でも……無理。
俺には無理、そんなの恥ずかしすぎ。
ましてや、俺、振られてるし。
「……いい加減にしてよ!ちょっとでも、佑麻ちゃんの彼氏は南くんじゃなきゃ嫌だって思ってた自分がバカみたい!やっぱ、嶋中くんの方が数100倍いいわ!!!ふざけんな!!!」
「っ、」
俺に背を向けて教室へと入っていく片瀬。
なんで俺がそこまで言われなきゃなんねんだよ。
「うちのが悪いな。いい子なんだけど、キレるとキャラが変わるんだよね。」
「悪いと思ってねえだろ。」
「あ、バレた?」
ヘラっと笑った礼央に、深くため息をつく俺。別にいいんだけどさ、ヘタレ丸出しなのも本当だし。

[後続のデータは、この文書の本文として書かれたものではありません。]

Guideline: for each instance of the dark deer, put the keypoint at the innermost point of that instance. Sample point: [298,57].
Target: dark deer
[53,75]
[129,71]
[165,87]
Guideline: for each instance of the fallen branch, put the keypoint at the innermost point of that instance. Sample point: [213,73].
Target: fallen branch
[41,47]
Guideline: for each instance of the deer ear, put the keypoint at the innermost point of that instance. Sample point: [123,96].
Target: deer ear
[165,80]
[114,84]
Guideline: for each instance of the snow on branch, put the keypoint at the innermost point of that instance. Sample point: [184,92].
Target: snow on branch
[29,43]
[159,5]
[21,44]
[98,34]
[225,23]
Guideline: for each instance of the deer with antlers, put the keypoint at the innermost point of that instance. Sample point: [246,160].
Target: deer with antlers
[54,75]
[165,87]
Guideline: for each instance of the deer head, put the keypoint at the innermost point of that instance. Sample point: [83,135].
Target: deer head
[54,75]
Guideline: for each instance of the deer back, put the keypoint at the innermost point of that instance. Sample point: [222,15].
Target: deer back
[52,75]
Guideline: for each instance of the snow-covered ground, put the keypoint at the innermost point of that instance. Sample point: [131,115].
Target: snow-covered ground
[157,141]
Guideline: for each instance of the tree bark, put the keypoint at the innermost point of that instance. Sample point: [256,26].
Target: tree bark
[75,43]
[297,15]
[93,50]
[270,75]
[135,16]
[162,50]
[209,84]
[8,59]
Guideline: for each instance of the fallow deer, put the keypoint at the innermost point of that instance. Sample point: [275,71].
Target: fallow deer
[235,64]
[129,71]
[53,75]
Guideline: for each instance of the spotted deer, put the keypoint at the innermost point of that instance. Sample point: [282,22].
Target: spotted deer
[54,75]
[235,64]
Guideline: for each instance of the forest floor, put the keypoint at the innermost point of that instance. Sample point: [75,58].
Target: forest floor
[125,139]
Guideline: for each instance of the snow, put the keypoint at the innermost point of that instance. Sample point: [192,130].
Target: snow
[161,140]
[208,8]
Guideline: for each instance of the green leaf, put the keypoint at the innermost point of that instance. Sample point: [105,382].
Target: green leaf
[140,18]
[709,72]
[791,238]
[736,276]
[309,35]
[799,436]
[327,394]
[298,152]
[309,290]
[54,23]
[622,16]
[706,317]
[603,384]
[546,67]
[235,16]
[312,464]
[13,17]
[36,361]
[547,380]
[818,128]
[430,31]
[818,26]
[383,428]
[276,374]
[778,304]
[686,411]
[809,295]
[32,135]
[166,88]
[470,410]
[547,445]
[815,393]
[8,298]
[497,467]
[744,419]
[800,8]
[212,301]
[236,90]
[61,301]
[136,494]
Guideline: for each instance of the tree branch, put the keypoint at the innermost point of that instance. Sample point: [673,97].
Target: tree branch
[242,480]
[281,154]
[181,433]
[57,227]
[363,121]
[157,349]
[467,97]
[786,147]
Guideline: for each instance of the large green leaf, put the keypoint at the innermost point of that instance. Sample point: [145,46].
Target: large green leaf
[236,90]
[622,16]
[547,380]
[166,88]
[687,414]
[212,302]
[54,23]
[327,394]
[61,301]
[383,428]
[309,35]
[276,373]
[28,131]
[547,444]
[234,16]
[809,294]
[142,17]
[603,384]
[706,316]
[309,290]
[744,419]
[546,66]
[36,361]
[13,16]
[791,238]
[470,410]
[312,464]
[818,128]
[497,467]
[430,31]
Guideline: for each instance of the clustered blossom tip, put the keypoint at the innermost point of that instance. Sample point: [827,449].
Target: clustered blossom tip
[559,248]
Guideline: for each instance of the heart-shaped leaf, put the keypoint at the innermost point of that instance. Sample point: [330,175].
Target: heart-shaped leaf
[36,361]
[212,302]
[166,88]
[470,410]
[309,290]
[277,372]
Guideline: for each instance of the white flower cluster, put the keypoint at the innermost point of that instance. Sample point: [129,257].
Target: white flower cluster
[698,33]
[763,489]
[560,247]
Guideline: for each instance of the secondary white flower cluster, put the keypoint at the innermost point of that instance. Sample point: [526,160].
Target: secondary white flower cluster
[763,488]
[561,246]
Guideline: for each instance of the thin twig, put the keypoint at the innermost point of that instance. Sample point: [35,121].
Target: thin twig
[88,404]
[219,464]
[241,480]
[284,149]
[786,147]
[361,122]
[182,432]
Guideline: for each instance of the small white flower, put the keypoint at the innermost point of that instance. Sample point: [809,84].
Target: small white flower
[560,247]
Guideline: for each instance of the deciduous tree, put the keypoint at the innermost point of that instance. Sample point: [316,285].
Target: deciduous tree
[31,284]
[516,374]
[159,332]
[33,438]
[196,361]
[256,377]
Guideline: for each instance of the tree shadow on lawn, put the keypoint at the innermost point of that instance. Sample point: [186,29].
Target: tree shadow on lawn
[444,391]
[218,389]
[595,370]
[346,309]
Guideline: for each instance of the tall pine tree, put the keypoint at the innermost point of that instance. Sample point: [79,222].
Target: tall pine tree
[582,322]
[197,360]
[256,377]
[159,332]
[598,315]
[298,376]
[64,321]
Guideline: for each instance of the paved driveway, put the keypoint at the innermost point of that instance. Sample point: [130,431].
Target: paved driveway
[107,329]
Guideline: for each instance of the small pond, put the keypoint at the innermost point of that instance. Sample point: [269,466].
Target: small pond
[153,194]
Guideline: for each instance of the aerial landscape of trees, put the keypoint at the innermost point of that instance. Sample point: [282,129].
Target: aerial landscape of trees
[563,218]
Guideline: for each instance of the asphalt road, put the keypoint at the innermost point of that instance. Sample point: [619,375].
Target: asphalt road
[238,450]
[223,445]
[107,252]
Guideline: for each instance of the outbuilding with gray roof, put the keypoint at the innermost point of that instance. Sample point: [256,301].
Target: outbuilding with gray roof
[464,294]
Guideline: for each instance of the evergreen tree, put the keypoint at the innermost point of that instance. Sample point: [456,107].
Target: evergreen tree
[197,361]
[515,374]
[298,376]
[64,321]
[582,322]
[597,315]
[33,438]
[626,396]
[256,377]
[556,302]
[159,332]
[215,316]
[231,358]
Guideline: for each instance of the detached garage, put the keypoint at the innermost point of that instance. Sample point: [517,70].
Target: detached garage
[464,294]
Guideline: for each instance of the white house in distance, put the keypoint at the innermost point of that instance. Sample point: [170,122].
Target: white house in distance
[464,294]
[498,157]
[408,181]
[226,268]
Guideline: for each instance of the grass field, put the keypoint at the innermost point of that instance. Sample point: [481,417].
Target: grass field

佑麻が思ってるほど、俺なんてカッコイイ生き物じゃねえし。
「お前さ、佑麻ちゃんに別れようって言われて、1回でも引き止めたのかよ。」
「………。」
「いいじゃん。どうせ、振られた時点でもうスーパーかっこ悪いんだし。なりふり構わず離したくないって引き止めれば?」
「……無理。考えただけで、無理。」
確かに、引き止めなかった。
つーか、そんな隙も与えずに家に逃げ込まれた。
ま、そのあと連絡もしてないし、直接話に行ったわけでもない。どのみち俺はヘタレ認定ってわけだ。